La Sección Segunda de la Sala de lo Contencioso Administrativo con sede en Sevilla del Tribunal Superior de Justicia de Andalucía, integrada por los Ilmos. Sres. Magistrados que al margen se expresan, ha visto el recurso de apelación número 128/2021 interpuesto por D. Juan Ignacio representado por el Sr. Procurador D. Leonardo Medina Martín y asistido por el Sr. Letrado D. José Miguel García Asensio, contra la Sentencia nº 164/2020 de fecha quince de octubre de dos mil veinte dictado por el Juzgado de lo Contencioso Administrativo nº 1 de Jerez de la Frontera en el recurso contencioso administrativo 443/2015, seguido por los tramites de procedimiento ordinario, siendo parte apelada el Excmo. Ayuntamiento de Jerez de la Frontera representado y asistido por el Sr. Letrado de sus Servicios Jurídicos; y ha pronunciando, en nombre de S.M. El Rey, la siguiente sentencia. Ha sido Ponente la Iltma. Sra. Dª. Marta Rosa López Velasco, quien expresa el parecer de la Sala.
Antecedentes
Fundamentos
En el fallo de la sentencia se acordaba desestimar el recurso interpuesto por la parte recurrente contra la resolución de fecha 23 de febrero de 2015 dictada por el Sr. Delegado el Area de Urbanismo, Infraestructura, Vivienda, Suelo y Movilidad del Ayuntamiento de Jerez de la Frontera por la que se denegaba la declaración del inmueble sito en DIRECCION000, con referencia catastral NUM000, en situación de asimilado al régimen de fuera de ordenación y sin que pueda considerarse que su solicitud fue estimada por silencio positivo, por ser dicha resolución conforme a derecho en el marco de los motivos porque fue impugnada, imponiendo las costas a la parte actora.
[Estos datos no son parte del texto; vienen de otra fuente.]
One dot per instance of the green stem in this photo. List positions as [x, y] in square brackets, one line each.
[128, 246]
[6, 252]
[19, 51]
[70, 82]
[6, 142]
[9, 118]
Que la petición habría sido estimada por silencio positivo, no siendo de aplicación el Decreto 2/12 en el que se establece un silencio negativo, habría de estarse a las previsiones del art. 43.2 de la ley 30/92 habiendo transcurrido más de tres años desde la solicitud en diciembre de 2011 a la resolución de marzo de 2015. No serían de aplicación las previsiones del art. 43.2 por cuanto se pide la expedición de un certificado, no el reconocimiento de facultades sobre el dominio público y no se refiere al suelo, sólo a la construcción. La argumentación de la sentencia carece, a su juicio, de falta de motivación y sin soportes jurídicos. Se invoca que conforme a la jurisprudencia el requisito para la estimación por silencio positivo es el mero paso del tiempo. Lo solicitado no es una licencia ni autorización sino un certificado.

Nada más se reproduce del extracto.